Les deux se mirent à rire de moi. Heureux que ma fausse frustration les ait faits rire, je souris doucement et je tapotai la tête rousse de la petite. Celle-ci me donna un regard innocent rempli d'étincelles marron. Il est vrai que Léna est le portrait craché de sa mère. Cependant, ses boucles me font penser à celles de son père.
Tandis qu'Eren faisait la vaisselle, je donnais un bain à l'enfant avant de la préparer pour la nuit. Malgré moi, je perdis la notion du temps en m'amusant avec le petit canard en plastique et la mousse. C'était de la faute de Léna! Elle n'était pas concentrée à son bain avec ces jouets flottants autour d'elle. J'avais beau la frotter et la rincer avec attention, elle gigotait tant que j'avais peur de lui faire mal si je n'arrivais pas à prédire ses gestes. Alors, j'avais en quelque sorte « abandonné » et je préférais la laver alors qu'elle donnait son attention au canard. Curieusement, elle adorait le mordiller et pincer son bec. Sur le coup, je la trouvais cruelle, mais je me rassurai en me rappelant que Petra m'avait averti que, à cet âge, les dents de bébé commençaient à pousser. Mordre le canard en plastique la calmait, alors je saisissais cette occasion pour la nettoyer.
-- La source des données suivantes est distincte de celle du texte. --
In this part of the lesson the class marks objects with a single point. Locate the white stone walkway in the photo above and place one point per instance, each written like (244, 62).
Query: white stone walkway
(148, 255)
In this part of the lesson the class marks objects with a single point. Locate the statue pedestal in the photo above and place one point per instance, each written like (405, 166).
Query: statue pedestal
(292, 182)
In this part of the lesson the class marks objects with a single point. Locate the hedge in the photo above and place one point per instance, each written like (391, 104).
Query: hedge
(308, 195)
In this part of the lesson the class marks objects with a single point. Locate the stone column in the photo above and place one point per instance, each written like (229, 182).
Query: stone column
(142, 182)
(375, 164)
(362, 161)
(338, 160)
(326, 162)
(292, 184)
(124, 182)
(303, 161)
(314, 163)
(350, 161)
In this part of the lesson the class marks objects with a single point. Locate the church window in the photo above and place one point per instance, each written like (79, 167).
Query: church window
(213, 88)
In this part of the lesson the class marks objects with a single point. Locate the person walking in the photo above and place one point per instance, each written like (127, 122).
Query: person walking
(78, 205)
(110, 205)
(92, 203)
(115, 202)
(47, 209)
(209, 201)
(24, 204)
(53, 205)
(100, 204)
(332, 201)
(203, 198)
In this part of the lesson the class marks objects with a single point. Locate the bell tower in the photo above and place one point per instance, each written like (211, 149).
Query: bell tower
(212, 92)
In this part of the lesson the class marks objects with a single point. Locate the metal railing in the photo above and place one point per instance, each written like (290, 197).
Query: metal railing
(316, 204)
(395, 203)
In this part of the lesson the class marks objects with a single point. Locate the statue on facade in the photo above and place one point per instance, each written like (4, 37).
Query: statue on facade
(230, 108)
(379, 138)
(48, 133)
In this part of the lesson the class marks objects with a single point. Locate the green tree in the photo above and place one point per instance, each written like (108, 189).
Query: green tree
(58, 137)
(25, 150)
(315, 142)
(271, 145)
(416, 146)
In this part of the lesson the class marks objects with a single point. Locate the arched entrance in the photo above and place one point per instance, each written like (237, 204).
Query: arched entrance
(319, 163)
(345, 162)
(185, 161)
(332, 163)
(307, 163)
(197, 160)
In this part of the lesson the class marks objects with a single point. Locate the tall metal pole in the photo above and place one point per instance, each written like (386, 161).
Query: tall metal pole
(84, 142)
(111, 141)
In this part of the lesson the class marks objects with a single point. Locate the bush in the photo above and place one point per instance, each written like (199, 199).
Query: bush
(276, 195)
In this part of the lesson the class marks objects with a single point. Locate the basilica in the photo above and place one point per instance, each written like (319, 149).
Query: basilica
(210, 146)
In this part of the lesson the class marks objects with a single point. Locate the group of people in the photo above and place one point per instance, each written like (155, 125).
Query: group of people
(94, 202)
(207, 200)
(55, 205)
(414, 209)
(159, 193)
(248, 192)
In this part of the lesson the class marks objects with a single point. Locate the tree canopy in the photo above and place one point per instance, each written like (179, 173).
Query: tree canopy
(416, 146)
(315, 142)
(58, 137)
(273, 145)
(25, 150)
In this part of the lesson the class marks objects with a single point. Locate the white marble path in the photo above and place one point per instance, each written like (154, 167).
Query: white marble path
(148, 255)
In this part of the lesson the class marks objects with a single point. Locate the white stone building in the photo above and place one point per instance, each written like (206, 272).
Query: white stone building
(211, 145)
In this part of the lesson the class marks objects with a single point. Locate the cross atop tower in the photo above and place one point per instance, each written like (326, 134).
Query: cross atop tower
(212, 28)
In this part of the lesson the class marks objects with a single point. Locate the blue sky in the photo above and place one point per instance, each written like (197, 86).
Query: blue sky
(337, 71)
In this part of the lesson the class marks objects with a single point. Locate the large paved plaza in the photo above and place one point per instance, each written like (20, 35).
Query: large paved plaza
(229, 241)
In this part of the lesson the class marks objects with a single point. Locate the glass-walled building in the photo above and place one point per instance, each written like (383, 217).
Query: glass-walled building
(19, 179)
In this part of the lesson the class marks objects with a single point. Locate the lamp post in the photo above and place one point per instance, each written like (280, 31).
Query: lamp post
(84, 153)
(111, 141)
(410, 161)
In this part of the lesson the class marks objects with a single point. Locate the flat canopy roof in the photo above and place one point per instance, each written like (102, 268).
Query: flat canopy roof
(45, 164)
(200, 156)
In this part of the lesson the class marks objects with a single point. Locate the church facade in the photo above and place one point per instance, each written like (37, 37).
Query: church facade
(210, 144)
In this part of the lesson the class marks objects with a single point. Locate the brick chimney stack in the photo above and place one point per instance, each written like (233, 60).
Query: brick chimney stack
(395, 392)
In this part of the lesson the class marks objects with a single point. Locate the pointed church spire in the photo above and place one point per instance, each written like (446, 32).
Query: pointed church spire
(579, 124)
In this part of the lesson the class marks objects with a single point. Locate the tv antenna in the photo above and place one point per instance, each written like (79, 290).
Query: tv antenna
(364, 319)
En tout, tout cela m'avait pris presqu'une heure et demie, en comptant la période de séchage et d'habillage. Dans son petit pyjama une pièce pour bébé trop adorable, Léna ressemblait à un petit ange. Tout comme les parents l'avaient indiqué sur la liste de tâches, j'allai ensuite m'installer sur le sofa afin de lui lire une histoire. Pendant ce temps, Eren travaillait avec détermination sur son ordinateur, ses écouteurs dans les oreilles, et il rédigeait d'interminables rapports et courriels. Décidant de l'oublier un instant, je dévouai mon temps à Léna.
Installée sur mes genoux, la petite adorait toucher les pages en carton du petit livre qu'Auruo m'avait laissé : c'était le compte de Blanche Neige et les Sept Nains. Apparemment, Léna adorait cette histoire, surtout la protagoniste principale. Elle zozotait lorsqu'elle voyait une image de la princesse et la petite y tendait sa main pour la toucher. Je souriais en la voyant admirer ce personnage à un si jeune âge. Avec entrain, je lus cette courte histoire à la petite jusqu'à ce que celle-ci ne s'endorme contre mon torse. En remarquant qu'elle dormait paisiblement, je fermai le livre et je pris la petite dans mes bras. Je la berçai un instant avant d'être hypnotisé par ces allures d'ange endormi.
Tout à coup, je sentis le poids de la petite s'envoler. J'ouvris mes yeux et je vis Eren, penché vers moi, qui reprenait Léna. Il la tenait tel un père expérimenté contre lui. En constatant mon éveil, mon amant me sourit et il vint déposer un baiser sur mon front.
- Je.. Je me suis endormi? bredouillai-je.
- Oui. Je vais coucher la petite, ensuite ce sera ton tour~
Eren... Mon amour... Je t'aime tant...
Quand demanderas-tu ma main, espèce d'abruti?